2. Le Recteur et la définition de l’université

Le Recteur a pour mandat de préserver les fondements de l’université. Cette dernière doit rester un lieu d’enseignement et de recherche dont la finalité n’est pas nécessairement d’assurer la formation professionnalisante des étudiants en fonction des attentes d’un marché. A cet égard, elle doit se prémunir contre les discours prônant les supposées vertus d’une formation « clé en main », celle qui prétend que s’adapter et obéir aux aléas imprévisibles du marché de l’emploi permet d’en contrôler les soubresauts et les dysfonctionnements.

Le Recteur doit pouvoir proposer une autre vision, plus innovante et ambitieuse, de l’enseignement universitaire qui ne renonce pas à former des citoyens équipés d’une vaste panoplie de connaissances les rendant utiles à la société de différentes manières : des citoyens critiques, indépendants, capables d’agir eux-mêmes sur les contextes les plus variés, et d’inventer les métiers de demain.

Car c’est bien à la recherche, et non au marché, que s’adosse l’enseignement universitaire.
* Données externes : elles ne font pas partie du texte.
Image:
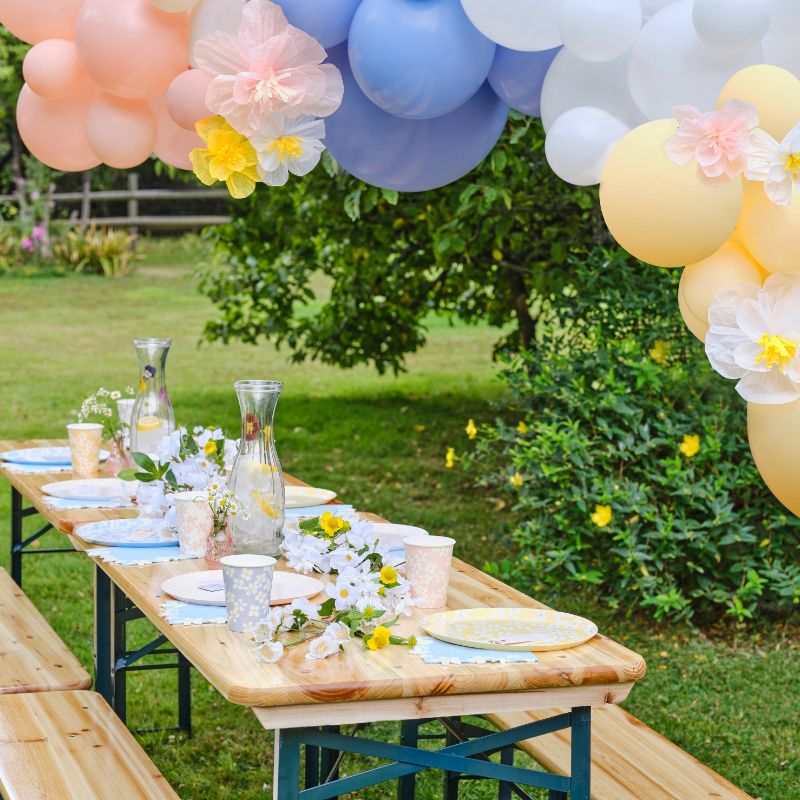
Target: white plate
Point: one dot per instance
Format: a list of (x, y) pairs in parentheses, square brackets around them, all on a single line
[(44, 456), (89, 489), (307, 496), (206, 588), (136, 532)]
Le Recteur doit garantir, partout, les liens de présupposition réciproque entre enseignement et recherche universitaires, plutôt que de « dissocier les flux » à des fins gestionnaires. Là encore, un retour vers la Magna Charta fondatrice du processus de Bologne s’impose dès lors qu’il s’agit de maintenir l’ « inséparabilité des activités de recherche et d’enseignement » (cf. deuxième principe fondateur de la Charte). La récente dissociation de la recherche et de l’enseignement en départements d’une part, et unités de recherche d’autre part n’est pas en phase avec la Magna Charta, et rend très difficile la gestion des postes académiques et scientifiques et du PATO, planifiée dans les plans stratégiques.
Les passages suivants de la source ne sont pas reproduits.